Noda quickly criticized Abe’s position on the BOJ, labeling it “extremely dangerous” because it would add to Japan’s huge public debt, already the highest in the world. Even business leaders, who should have welcomed the stronger monetary easing policy, called Abe’s plan reckless.
The debate on how to use the BOJ as a catalyst in the battle against chronic deflation is not, however, a guarantee that the outcome of the election will indicate a way for the economy to pull out of its stagnation at a time when sweeping reforms are needed.
“All Japan has to do is enhance its growth potential, not adopt easy, short-term measures to boost domestic demand,” said Hiromichi Shirakawa, chief economist at Credit Suisse Securities (Japan) Ltd.

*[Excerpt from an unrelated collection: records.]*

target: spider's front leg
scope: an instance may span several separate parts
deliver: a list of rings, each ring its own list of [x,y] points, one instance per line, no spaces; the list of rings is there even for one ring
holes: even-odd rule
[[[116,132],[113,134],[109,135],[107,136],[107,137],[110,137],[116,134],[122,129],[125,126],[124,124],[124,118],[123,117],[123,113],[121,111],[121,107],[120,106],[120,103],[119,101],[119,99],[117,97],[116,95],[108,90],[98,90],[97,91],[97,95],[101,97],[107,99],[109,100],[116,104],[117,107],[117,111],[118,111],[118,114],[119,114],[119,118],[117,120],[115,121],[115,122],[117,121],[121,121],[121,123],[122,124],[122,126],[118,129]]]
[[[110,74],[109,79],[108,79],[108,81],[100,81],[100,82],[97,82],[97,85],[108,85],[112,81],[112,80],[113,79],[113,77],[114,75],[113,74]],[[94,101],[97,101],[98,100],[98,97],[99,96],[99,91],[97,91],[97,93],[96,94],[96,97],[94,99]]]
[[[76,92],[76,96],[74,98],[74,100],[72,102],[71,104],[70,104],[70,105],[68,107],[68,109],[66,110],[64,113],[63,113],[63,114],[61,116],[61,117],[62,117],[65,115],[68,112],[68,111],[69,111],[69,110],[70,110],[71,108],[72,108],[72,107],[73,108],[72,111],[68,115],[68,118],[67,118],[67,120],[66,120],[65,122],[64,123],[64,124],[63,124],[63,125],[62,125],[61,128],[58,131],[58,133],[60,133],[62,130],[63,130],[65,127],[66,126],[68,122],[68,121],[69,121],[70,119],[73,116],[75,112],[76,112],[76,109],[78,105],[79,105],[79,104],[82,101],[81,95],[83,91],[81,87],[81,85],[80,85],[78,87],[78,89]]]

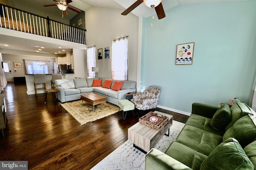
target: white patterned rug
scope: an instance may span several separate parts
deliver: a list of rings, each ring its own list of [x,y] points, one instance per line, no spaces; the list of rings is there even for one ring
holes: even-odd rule
[[[154,148],[165,152],[172,142],[176,140],[184,125],[182,123],[173,121],[170,129],[170,136],[164,135]],[[144,170],[146,154],[134,148],[132,142],[126,141],[91,169]]]

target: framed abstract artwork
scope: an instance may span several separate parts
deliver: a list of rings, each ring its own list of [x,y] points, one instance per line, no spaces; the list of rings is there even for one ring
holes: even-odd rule
[[[102,59],[102,49],[98,49],[98,59]]]
[[[176,64],[193,64],[194,47],[195,43],[177,45]]]
[[[13,64],[14,64],[14,68],[21,68],[21,63],[14,63]]]
[[[105,59],[110,58],[110,47],[108,46],[104,48]]]

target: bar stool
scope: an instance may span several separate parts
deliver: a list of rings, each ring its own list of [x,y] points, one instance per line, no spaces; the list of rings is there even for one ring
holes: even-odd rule
[[[35,86],[35,91],[36,92],[36,96],[37,96],[37,90],[46,90],[46,76],[45,74],[34,74],[34,85]],[[44,84],[44,87],[37,88],[36,87],[37,84]]]
[[[51,80],[51,83],[52,84],[52,88],[55,88],[55,80],[62,79],[62,74],[52,74],[52,79]]]

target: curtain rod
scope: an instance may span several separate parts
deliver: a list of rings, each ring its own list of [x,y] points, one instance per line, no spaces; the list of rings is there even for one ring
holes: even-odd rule
[[[128,38],[129,35],[125,35],[124,37],[121,37],[120,38],[116,38],[113,40],[113,41],[115,41],[116,40],[119,41],[121,39],[124,39],[124,38]]]

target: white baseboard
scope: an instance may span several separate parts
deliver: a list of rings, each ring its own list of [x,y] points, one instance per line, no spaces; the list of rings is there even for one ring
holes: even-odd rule
[[[160,108],[161,109],[165,109],[166,110],[169,110],[170,111],[174,111],[179,113],[182,114],[183,115],[186,115],[187,116],[190,116],[191,113],[190,113],[186,112],[183,111],[181,111],[180,110],[176,110],[176,109],[172,109],[171,108],[167,107],[165,106],[161,106],[157,105],[158,107]]]

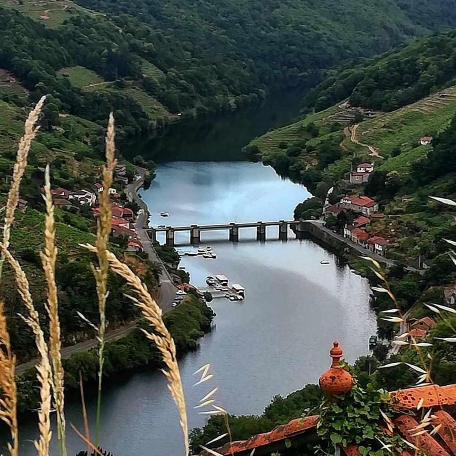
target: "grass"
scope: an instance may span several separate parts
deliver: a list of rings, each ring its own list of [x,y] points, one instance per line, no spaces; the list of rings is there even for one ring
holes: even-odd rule
[[[71,85],[80,89],[90,89],[91,84],[98,84],[105,82],[95,71],[80,65],[62,68],[57,74],[61,78],[67,78]]]
[[[17,10],[49,28],[60,27],[77,12],[95,14],[70,0],[0,0],[0,6]],[[42,19],[44,14],[49,18]]]
[[[157,81],[159,81],[166,78],[165,73],[160,68],[157,68],[153,63],[151,63],[148,60],[145,59],[142,60],[141,71],[148,78],[155,79]]]
[[[10,82],[10,77],[16,79],[11,71],[0,68],[0,96],[4,95],[17,95],[20,98],[27,98],[28,97],[28,91],[17,79],[15,83]]]
[[[291,144],[299,139],[309,139],[307,132],[302,132],[302,127],[313,122],[316,125],[320,125],[327,117],[334,113],[337,110],[334,106],[320,112],[316,112],[308,116],[305,119],[298,121],[290,125],[283,127],[277,130],[269,131],[261,136],[255,138],[249,144],[249,146],[256,145],[260,150],[261,156],[267,159],[269,156],[280,150],[279,144],[282,142]]]
[[[124,89],[122,92],[137,101],[144,111],[149,115],[151,119],[155,119],[158,117],[166,118],[171,115],[163,104],[138,87],[132,86]]]
[[[447,98],[440,99],[434,94],[417,103],[383,114],[375,119],[362,122],[358,129],[358,141],[375,146],[379,154],[389,156],[395,147],[410,151],[419,145],[420,138],[435,136],[444,130],[456,113],[456,86],[446,89]],[[355,150],[349,138],[344,144]],[[357,148],[359,150],[359,146]],[[419,155],[423,152],[416,151]]]

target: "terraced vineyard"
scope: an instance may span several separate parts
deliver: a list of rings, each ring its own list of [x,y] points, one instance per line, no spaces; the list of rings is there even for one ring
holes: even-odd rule
[[[79,65],[62,68],[57,74],[61,78],[67,78],[75,87],[85,90],[89,90],[94,85],[105,82],[104,80],[95,71]]]
[[[0,96],[4,95],[17,95],[25,101],[28,97],[28,91],[12,73],[0,68]]]
[[[142,60],[141,70],[142,71],[143,74],[145,74],[148,78],[155,79],[156,81],[161,81],[166,77],[165,73],[160,68],[157,68],[153,63],[151,63],[148,60]]]
[[[376,148],[380,155],[388,158],[394,147],[400,147],[407,152],[415,149],[422,136],[437,134],[455,113],[456,86],[452,86],[416,103],[362,122],[356,136],[358,141]],[[350,138],[346,138],[343,144],[349,150],[360,150],[359,145],[354,144]],[[418,158],[420,153],[423,155],[427,150],[420,147],[415,156]]]
[[[76,5],[70,0],[0,0],[0,6],[18,10],[50,28],[60,27],[65,19],[77,11],[98,14]]]

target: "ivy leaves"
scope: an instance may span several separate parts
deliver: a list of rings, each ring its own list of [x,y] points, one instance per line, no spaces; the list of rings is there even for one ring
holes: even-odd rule
[[[317,452],[330,452],[334,445],[347,447],[356,444],[362,455],[386,454],[379,442],[385,441],[395,447],[398,444],[397,436],[387,435],[381,426],[381,407],[385,411],[389,406],[389,396],[384,390],[374,390],[371,384],[365,390],[356,383],[336,400],[323,402],[317,426],[323,443],[316,447]]]

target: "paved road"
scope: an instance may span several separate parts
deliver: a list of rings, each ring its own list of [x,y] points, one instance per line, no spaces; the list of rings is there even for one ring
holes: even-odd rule
[[[310,221],[311,223],[317,225],[320,230],[322,230],[326,233],[327,233],[328,234],[332,236],[333,238],[338,239],[339,241],[341,241],[342,242],[345,243],[345,244],[352,247],[352,248],[357,250],[363,256],[369,256],[373,259],[376,260],[376,261],[378,261],[379,262],[383,263],[384,264],[387,264],[388,266],[395,266],[397,264],[395,261],[393,261],[392,260],[388,259],[388,258],[385,258],[384,256],[382,256],[381,255],[378,255],[377,253],[371,252],[370,250],[368,250],[367,249],[365,249],[362,246],[360,245],[359,244],[355,244],[354,242],[352,242],[347,238],[344,238],[344,236],[343,236],[341,235],[339,235],[338,233],[334,233],[332,230],[330,230],[329,228],[327,228],[326,226],[324,226],[322,220],[308,220],[308,221]],[[410,271],[412,272],[420,272],[420,270],[416,269],[415,268],[412,268],[411,266],[405,267],[404,269],[407,271]]]
[[[138,168],[138,172],[140,177],[137,180],[129,184],[126,187],[127,196],[130,201],[135,201],[139,205],[141,209],[138,213],[138,217],[136,219],[135,225],[136,231],[141,237],[141,242],[144,246],[144,251],[149,256],[149,259],[153,261],[161,263],[162,264],[162,273],[160,275],[160,281],[162,283],[161,287],[160,295],[159,299],[159,306],[160,306],[164,313],[168,312],[172,309],[171,305],[174,300],[176,296],[176,292],[177,288],[173,284],[169,273],[163,264],[162,260],[157,256],[155,249],[152,246],[152,244],[149,240],[149,238],[146,233],[145,228],[147,226],[148,211],[147,205],[138,197],[137,191],[142,185],[144,180],[144,176],[146,170],[143,168]],[[125,326],[118,328],[112,331],[109,331],[106,334],[105,340],[115,340],[127,335],[133,331],[137,326],[137,322],[134,322]],[[80,342],[74,345],[64,347],[62,349],[62,357],[64,359],[69,358],[72,355],[78,352],[88,350],[90,349],[96,347],[98,344],[98,340],[96,338],[89,339]],[[24,372],[26,370],[34,366],[38,362],[38,359],[33,359],[27,363],[19,364],[16,368],[17,375]]]
[[[159,305],[164,312],[167,312],[172,309],[171,305],[174,300],[177,289],[174,286],[171,276],[165,267],[165,265],[157,256],[157,252],[146,232],[146,229],[148,227],[149,213],[147,206],[142,199],[138,196],[137,194],[137,191],[141,187],[144,181],[146,170],[139,167],[137,167],[137,169],[140,177],[127,186],[127,196],[131,201],[137,203],[141,208],[138,213],[138,218],[135,223],[135,229],[141,237],[141,242],[144,247],[144,251],[148,255],[150,261],[159,262],[162,265],[162,273],[160,275],[160,282],[162,283],[161,299],[159,302]]]
[[[117,329],[113,329],[106,333],[105,339],[106,341],[109,340],[115,340],[116,339],[120,339],[124,336],[127,335],[129,332],[134,329],[137,326],[137,322],[133,322],[124,326],[121,326]],[[62,349],[61,354],[62,358],[65,359],[66,358],[69,358],[72,355],[78,352],[81,352],[85,350],[88,350],[89,349],[96,346],[98,341],[96,339],[89,339],[88,340],[84,340],[83,342],[80,342],[74,345],[71,345],[69,347],[65,347]],[[37,362],[37,359],[32,359],[31,361],[27,363],[23,363],[19,364],[16,368],[16,375],[19,375],[23,373],[26,370],[33,367]]]

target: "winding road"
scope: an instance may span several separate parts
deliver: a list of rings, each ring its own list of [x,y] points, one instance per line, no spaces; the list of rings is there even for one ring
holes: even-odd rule
[[[138,216],[135,222],[135,227],[138,234],[141,237],[141,242],[144,247],[144,251],[148,255],[150,261],[159,262],[162,265],[162,273],[160,275],[160,282],[162,284],[160,287],[160,297],[158,305],[164,313],[169,312],[172,309],[172,304],[176,296],[177,288],[174,286],[171,276],[165,267],[162,260],[158,257],[155,249],[152,245],[147,236],[145,228],[147,226],[148,218],[147,206],[145,203],[138,196],[137,191],[142,185],[144,182],[144,176],[146,170],[142,168],[138,168],[139,177],[131,183],[128,184],[125,191],[127,196],[131,201],[135,201],[139,205],[141,209],[138,213]],[[106,342],[115,340],[127,335],[135,329],[138,325],[137,321],[132,322],[124,326],[117,328],[112,331],[108,331],[105,335]],[[98,342],[96,338],[89,339],[80,342],[74,345],[65,347],[62,349],[61,353],[63,359],[69,358],[74,353],[90,350],[96,347]],[[38,358],[19,364],[16,367],[16,374],[20,375],[29,369],[33,367],[39,361]]]

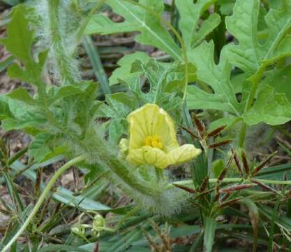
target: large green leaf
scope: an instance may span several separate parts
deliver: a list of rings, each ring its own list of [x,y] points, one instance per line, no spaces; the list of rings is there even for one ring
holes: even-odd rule
[[[7,98],[5,96],[0,96],[0,120],[11,118],[13,117],[9,108]]]
[[[141,0],[140,2],[161,17],[164,9],[163,1]],[[97,14],[90,19],[85,29],[85,34],[110,34],[140,31],[141,34],[135,36],[137,42],[156,46],[175,59],[183,59],[181,49],[161,24],[160,18],[126,1],[107,0],[106,4],[109,4],[116,13],[124,17],[125,21],[116,23],[103,15]]]
[[[43,112],[17,99],[7,99],[10,113],[6,113],[1,126],[6,131],[40,128],[47,122]]]
[[[147,63],[150,57],[143,52],[135,52],[124,56],[117,62],[120,67],[117,68],[109,78],[110,85],[117,84],[120,82],[120,80],[126,83],[130,81],[132,78],[138,78],[140,73],[132,73],[131,65],[137,59]]]
[[[291,1],[285,1],[281,10],[271,9],[265,16],[265,41],[259,39],[257,31],[260,4],[259,0],[238,0],[233,15],[225,19],[227,30],[239,41],[227,46],[228,58],[250,76],[291,55]]]
[[[34,99],[31,97],[28,91],[23,88],[19,88],[13,90],[8,94],[7,96],[11,99],[25,102],[29,105],[36,104]]]
[[[240,104],[230,82],[231,65],[223,50],[218,64],[214,60],[214,44],[204,42],[189,51],[189,59],[197,68],[197,78],[209,86],[214,93],[204,91],[197,86],[188,87],[188,106],[190,109],[217,109],[240,115]]]
[[[283,124],[291,120],[291,104],[284,94],[276,93],[273,88],[267,85],[244,115],[244,120],[249,125],[261,122],[271,125]]]
[[[193,0],[175,1],[180,13],[179,25],[188,48],[195,47],[200,43],[205,36],[219,24],[221,22],[219,15],[212,13],[202,23],[200,29],[197,29],[201,14],[216,1],[198,0],[196,4],[193,4]]]

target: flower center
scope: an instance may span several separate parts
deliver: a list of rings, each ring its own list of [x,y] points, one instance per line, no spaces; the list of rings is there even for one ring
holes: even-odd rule
[[[161,149],[163,148],[162,140],[160,136],[147,136],[144,139],[144,145]]]

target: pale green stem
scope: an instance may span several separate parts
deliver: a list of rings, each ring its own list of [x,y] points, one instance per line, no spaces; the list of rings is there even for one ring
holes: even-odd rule
[[[158,19],[160,20],[161,22],[162,22],[163,24],[165,24],[166,27],[169,27],[170,30],[172,31],[172,33],[176,36],[176,38],[178,39],[179,42],[181,44],[181,47],[182,48],[182,52],[183,52],[183,57],[184,57],[184,61],[185,64],[185,85],[184,85],[184,94],[183,94],[183,103],[185,103],[186,96],[187,96],[187,86],[188,86],[188,55],[187,55],[187,48],[186,47],[185,43],[179,34],[178,31],[170,23],[168,22],[165,18],[160,16],[156,12],[152,10],[149,7],[141,4],[138,2],[135,2],[133,0],[124,0],[128,2],[130,2],[134,5],[138,6],[143,9],[146,10],[151,14],[155,15]]]
[[[290,185],[291,186],[291,181],[276,181],[276,180],[271,180],[271,179],[260,179],[255,178],[256,181],[258,182],[261,182],[266,184],[272,184],[272,185]],[[217,178],[209,178],[209,183],[216,183],[218,181]],[[225,178],[221,181],[221,183],[237,183],[237,182],[241,182],[241,181],[248,182],[248,180],[244,180],[241,178]],[[251,181],[250,181],[251,182]],[[193,185],[193,181],[191,179],[181,181],[177,181],[174,182],[174,184],[180,185],[180,186],[191,186]],[[172,183],[169,183],[167,186],[167,189],[172,189],[175,186]]]
[[[79,163],[84,160],[84,157],[79,156],[77,158],[73,158],[73,160],[70,160],[65,164],[64,164],[61,168],[59,168],[57,172],[54,174],[52,177],[47,185],[46,186],[45,190],[43,190],[43,193],[41,194],[40,197],[39,197],[38,202],[36,202],[36,205],[34,206],[32,211],[30,213],[29,217],[23,223],[21,228],[18,230],[16,234],[9,241],[9,242],[5,246],[5,247],[2,249],[1,252],[7,251],[9,248],[13,244],[13,243],[17,239],[17,238],[22,234],[22,232],[25,230],[27,227],[29,223],[31,221],[36,214],[38,212],[39,208],[40,207],[41,204],[43,204],[43,201],[45,200],[47,194],[50,192],[52,186],[54,186],[56,181],[59,178],[59,176],[64,174],[68,169],[71,167],[73,165]]]

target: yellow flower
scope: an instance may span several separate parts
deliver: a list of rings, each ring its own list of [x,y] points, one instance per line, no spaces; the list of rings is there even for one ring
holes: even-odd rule
[[[201,153],[192,144],[179,146],[172,119],[156,104],[145,104],[130,113],[127,120],[129,141],[123,139],[119,146],[124,153],[126,149],[130,162],[164,169],[189,161]]]

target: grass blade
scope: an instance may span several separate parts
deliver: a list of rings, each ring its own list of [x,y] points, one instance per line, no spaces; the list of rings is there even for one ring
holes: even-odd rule
[[[108,84],[108,78],[104,71],[96,47],[93,43],[91,36],[86,36],[82,41],[83,46],[90,59],[94,74],[100,82],[101,90],[104,94],[111,94],[111,90]]]
[[[205,221],[205,230],[204,234],[204,246],[206,252],[211,252],[214,244],[215,230],[216,229],[216,220],[207,217]]]

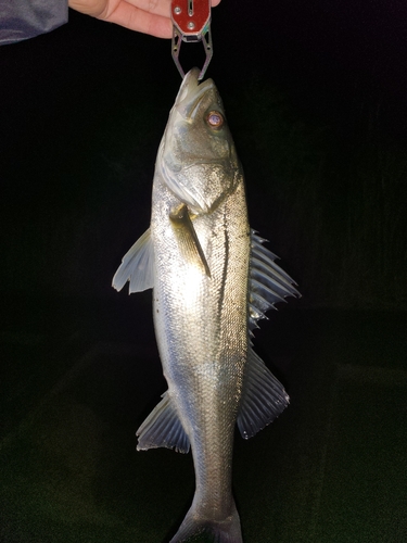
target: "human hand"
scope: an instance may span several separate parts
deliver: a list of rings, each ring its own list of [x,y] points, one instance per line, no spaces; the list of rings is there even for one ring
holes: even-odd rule
[[[220,0],[212,0],[217,5]],[[73,10],[157,38],[173,36],[171,0],[68,0]]]

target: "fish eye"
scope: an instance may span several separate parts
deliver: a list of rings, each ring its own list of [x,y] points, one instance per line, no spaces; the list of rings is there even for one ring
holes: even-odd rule
[[[225,118],[224,115],[218,111],[211,111],[207,114],[206,123],[211,126],[211,128],[215,128],[216,130],[218,130],[224,126]]]

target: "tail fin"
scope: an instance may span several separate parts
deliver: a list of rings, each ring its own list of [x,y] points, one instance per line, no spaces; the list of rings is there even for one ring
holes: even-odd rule
[[[243,543],[239,513],[233,503],[233,513],[224,520],[211,520],[196,515],[192,506],[187,513],[178,532],[169,543],[200,542],[201,536],[213,543]]]

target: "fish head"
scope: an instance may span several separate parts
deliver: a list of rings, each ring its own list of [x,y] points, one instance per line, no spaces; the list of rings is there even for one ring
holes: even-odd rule
[[[241,179],[219,92],[199,74],[192,68],[182,80],[157,157],[164,182],[196,215],[214,211]]]

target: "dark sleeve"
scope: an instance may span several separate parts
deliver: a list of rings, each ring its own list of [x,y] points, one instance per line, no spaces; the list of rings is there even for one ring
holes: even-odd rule
[[[67,0],[0,0],[0,45],[49,33],[67,20]]]

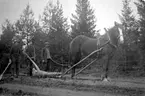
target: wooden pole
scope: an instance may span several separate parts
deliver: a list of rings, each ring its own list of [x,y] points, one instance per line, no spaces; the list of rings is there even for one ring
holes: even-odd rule
[[[98,50],[93,51],[92,53],[90,53],[88,56],[86,56],[85,58],[83,58],[82,60],[80,60],[78,63],[74,64],[72,67],[70,67],[65,73],[63,73],[61,75],[61,77],[63,77],[65,74],[67,74],[67,72],[69,72],[72,68],[74,68],[75,66],[79,65],[81,62],[83,62],[84,60],[86,60],[87,58],[89,58],[91,55],[93,55],[96,52],[101,51],[103,48],[100,48]]]
[[[84,68],[82,68],[79,72],[77,72],[74,76],[78,75],[79,73],[81,73],[83,70],[85,70],[87,67],[89,67],[91,64],[93,64],[95,61],[97,61],[98,59],[94,59],[92,62],[90,62],[88,65],[86,65]]]

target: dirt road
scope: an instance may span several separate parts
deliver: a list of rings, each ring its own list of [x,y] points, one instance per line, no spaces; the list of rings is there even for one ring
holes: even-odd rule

Indeed, many analysts call for policies that would support innovation in technology and deregulation, with some pointing out that significant revision to immigration policy would help the country address a future labor shortage.
However, both the DPJ and LDP have been short on specifics about longer-term strategies to revitalize the economy — though they have promised to foster sectors including the health care and green industries through tax and other incentives while actively pursuing free-trade deals.
On the fiscal front, both the LDP and DPJ have pledged to create a “large” extra budget for fiscal 2012, which ends in March, to stimulate the economy as it is feared to have slipped into a mild recession on slower exports and a drop in production amid the global economic downturn.
But at the same time, both are required to maintain fiscal discipline, given Japan made an international pledge to achieve a primary budget surplus in fiscal 2020, which means the government can forgo new bond issuance in financing its expenditures except for debt-servicing costs.
To get there, Tokyo is believed to have to raise the consumption tax further, even after the DPJ, LDP and smaller opposition parties passed a bill earlier this year to double the sales tax to 10 percent by 2015.
With investors focusing on Japan’s fiscal health, any failure to meet those pledges could increase the chances of the country’s credit ratings being downgraded by major rating agencies, which have already warned that political instability in Tokyo could prevent the establishment of a credible fiscal restoration plan.
It is this kind of situation that Noda’s administration has sought to avoid. He has repeatedly warned against any delay in improving the nation’s public finances, citing the sovereign debt crisis in Greece and other examples in the eurozone.
Drawing a clear line, Abe said, “We must first beat deflation and then increase tax revenues (on brisk economic activities) in order to enable fiscal reconstruction.”